You might think there have been no new ways to read, but even the ancient skill of reading comes up with innovative ways; enter speed reading. The standard slow process shouldn't affect your understanding, but it does kill your enthusiasm. The average adult goes through around 200 to 250 words per minute. A college student can read around 450 words, while a professor averages about 650 words per minute, to mention a few examples. The average speed reader can manage 1,500 words; quite a difference! Of course, the argument arises between quality and quantity. For avid readers, they want both quantity and quality, which leads us to the next point.
Life is too short to expect to gain knowledge from just one type of genre. Some basic outcomes of reading are to expand your mind, perceive situations and events differently, expose yourself to other viewpoints, and more. If you only stick to one author and one type of material, you are missing out on a great opportunity to learn new things.
Having said that, if there's a book you are simply not enjoying, remember that life is also too short to continue reading it. Simply, close it, put it away and maybe give it another go later on, or give it away. There is no shame or guilt in not liking a book; even if it's from a favorite author. It's pretty much clear that you won't gain anything from a book that you don't even enjoy, let alone expect to learn something from it.

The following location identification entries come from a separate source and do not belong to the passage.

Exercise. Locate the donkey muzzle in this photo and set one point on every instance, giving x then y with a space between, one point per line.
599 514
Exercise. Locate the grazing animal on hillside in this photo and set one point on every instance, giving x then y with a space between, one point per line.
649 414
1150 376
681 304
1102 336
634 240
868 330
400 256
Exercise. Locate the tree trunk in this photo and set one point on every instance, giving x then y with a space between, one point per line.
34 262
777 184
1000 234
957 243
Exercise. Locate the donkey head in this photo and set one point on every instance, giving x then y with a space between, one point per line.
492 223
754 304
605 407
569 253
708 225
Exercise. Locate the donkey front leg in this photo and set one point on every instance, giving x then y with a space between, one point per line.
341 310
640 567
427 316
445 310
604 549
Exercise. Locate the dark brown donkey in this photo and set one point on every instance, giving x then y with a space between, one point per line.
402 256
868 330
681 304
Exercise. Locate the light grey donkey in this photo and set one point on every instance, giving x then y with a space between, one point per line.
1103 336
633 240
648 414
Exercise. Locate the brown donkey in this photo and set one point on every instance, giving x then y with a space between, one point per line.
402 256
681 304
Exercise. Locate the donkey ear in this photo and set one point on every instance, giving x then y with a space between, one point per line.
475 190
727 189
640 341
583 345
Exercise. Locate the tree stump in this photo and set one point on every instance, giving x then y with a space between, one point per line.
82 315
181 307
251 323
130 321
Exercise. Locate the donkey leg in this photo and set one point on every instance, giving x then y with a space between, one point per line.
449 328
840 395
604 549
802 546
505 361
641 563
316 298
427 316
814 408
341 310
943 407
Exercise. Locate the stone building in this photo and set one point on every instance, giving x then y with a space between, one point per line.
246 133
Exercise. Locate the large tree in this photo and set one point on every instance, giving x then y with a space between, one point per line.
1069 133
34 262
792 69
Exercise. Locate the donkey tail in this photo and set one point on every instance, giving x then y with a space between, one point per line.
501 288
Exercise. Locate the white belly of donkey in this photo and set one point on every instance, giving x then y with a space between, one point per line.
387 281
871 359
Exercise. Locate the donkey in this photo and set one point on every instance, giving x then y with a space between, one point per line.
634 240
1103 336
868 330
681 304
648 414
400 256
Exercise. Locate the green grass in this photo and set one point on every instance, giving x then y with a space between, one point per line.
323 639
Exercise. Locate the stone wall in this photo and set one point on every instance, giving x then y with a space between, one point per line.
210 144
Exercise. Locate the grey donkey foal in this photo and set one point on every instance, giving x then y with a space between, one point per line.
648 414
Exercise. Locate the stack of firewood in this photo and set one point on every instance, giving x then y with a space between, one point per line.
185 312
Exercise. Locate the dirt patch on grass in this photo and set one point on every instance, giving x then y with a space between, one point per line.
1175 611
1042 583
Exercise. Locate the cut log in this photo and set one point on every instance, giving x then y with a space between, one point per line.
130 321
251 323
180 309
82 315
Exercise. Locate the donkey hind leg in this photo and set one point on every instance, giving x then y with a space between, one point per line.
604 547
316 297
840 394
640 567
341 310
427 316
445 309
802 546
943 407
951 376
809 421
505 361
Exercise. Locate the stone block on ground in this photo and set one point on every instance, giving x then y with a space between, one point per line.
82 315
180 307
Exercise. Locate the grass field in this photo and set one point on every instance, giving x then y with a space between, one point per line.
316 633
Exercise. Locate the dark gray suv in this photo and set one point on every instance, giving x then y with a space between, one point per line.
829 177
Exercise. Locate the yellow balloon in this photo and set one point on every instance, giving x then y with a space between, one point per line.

If you're able to summarize what you have read, then you have understood. When you summarize, you are bringing up all the major points that enhance your understanding. You can easily do so chapter by chapter.
Take a good look at your life and what's going on in it. Accordingly, you'll choose the material that is much more suitable for your situation and circumstances. When you read a piece of information that you find beneficial, look for a way to apply it to your life. Knowledge for the sake of knowledge isn't all that beneficial. But the application of knowledge from a helpful book is what will help you and make your life more interesting and more meaningful.